FEDORA-2024-c4b4460831 has been pushed to the Fedora 40 testing repository. Soon you'll be able to install the update with the following command: `sudo dnf upgrade --enablerepo=updates-testing --refresh --advisory=FEDORA-2024-c4b4460831` You can provide feedback for this update here: https://bodhi.fedoraproject.org/updates/FEDORA-2024-c4b4460831 See also https://fedoraproject.org/wiki/QA:Updates_Testing for more information on how to test updates.

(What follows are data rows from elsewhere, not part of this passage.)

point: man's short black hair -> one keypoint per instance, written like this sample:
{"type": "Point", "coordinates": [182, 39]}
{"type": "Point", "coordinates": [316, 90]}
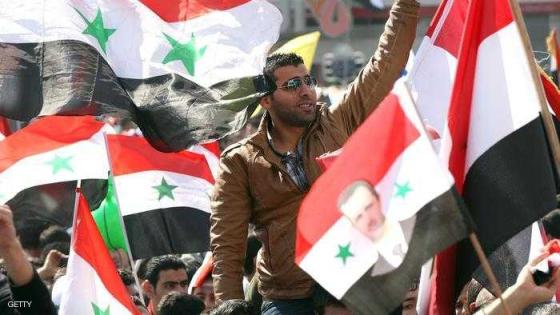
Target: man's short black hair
{"type": "Point", "coordinates": [233, 307]}
{"type": "Point", "coordinates": [126, 277]}
{"type": "Point", "coordinates": [551, 223]}
{"type": "Point", "coordinates": [180, 303]}
{"type": "Point", "coordinates": [276, 61]}
{"type": "Point", "coordinates": [161, 263]}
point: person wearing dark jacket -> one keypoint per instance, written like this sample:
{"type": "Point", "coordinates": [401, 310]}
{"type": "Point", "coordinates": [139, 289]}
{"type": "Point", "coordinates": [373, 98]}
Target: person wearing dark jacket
{"type": "Point", "coordinates": [28, 293]}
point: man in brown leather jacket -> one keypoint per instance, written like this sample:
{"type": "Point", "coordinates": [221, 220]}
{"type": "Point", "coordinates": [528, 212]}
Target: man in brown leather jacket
{"type": "Point", "coordinates": [264, 178]}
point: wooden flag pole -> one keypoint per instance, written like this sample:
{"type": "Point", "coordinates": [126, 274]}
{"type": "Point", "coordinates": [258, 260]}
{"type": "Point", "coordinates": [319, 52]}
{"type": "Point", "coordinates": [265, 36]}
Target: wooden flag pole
{"type": "Point", "coordinates": [473, 238]}
{"type": "Point", "coordinates": [488, 270]}
{"type": "Point", "coordinates": [549, 127]}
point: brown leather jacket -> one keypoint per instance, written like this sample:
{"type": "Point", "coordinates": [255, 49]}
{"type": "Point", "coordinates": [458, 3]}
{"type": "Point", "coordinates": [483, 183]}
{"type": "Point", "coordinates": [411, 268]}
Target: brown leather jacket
{"type": "Point", "coordinates": [253, 185]}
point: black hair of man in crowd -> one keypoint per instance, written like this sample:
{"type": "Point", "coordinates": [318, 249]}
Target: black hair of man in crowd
{"type": "Point", "coordinates": [180, 303]}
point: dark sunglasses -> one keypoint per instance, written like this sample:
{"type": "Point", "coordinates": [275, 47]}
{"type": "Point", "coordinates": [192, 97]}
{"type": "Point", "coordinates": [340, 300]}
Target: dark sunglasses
{"type": "Point", "coordinates": [295, 83]}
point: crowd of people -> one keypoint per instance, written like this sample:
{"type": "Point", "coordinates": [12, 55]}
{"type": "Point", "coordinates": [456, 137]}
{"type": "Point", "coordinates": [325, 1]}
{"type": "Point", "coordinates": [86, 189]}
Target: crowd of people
{"type": "Point", "coordinates": [263, 177]}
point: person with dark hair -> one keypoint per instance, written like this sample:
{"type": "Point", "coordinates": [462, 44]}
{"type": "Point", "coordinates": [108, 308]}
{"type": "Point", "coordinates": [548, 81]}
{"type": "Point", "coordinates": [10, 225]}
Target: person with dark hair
{"type": "Point", "coordinates": [233, 307]}
{"type": "Point", "coordinates": [551, 224]}
{"type": "Point", "coordinates": [263, 178]}
{"type": "Point", "coordinates": [25, 284]}
{"type": "Point", "coordinates": [164, 274]}
{"type": "Point", "coordinates": [175, 303]}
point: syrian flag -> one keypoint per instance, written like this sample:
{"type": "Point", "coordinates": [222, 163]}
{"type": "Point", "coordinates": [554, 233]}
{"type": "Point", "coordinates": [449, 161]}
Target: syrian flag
{"type": "Point", "coordinates": [492, 135]}
{"type": "Point", "coordinates": [164, 198]}
{"type": "Point", "coordinates": [93, 284]}
{"type": "Point", "coordinates": [371, 220]}
{"type": "Point", "coordinates": [52, 150]}
{"type": "Point", "coordinates": [554, 51]}
{"type": "Point", "coordinates": [183, 71]}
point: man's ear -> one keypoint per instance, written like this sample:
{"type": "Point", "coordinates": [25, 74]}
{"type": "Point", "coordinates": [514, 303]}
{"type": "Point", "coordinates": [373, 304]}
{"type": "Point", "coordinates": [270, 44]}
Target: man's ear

FEDORA-2024-c2e066226b has been pushed to the Fedora 39 testing repository. Soon you'll be able to install the update with the following command: `sudo dnf upgrade --enablerepo=updates-testing --refresh --advisory=FEDORA-2024-c2e066226b` You can provide feedback for this update here: https://bodhi.fedoraproject.org/updates/FEDORA-2024-c2e066226b See also https://fedoraproject.org/wiki/QA:Updates_Testing for more information on how to test updates.
FEDORA-2024-c4b4460831 (kernel-6.10.8-200.fc40) has been pushed to the Fedora 40 stable repository. If problem still persists, please make note of it in this bug report.
FEDORA-2024-c2e066226b (kernel-6.10.8-100.fc39) has been pushed to the Fedora 39 stable repository. If problem still persists, please make note of it in this bug report.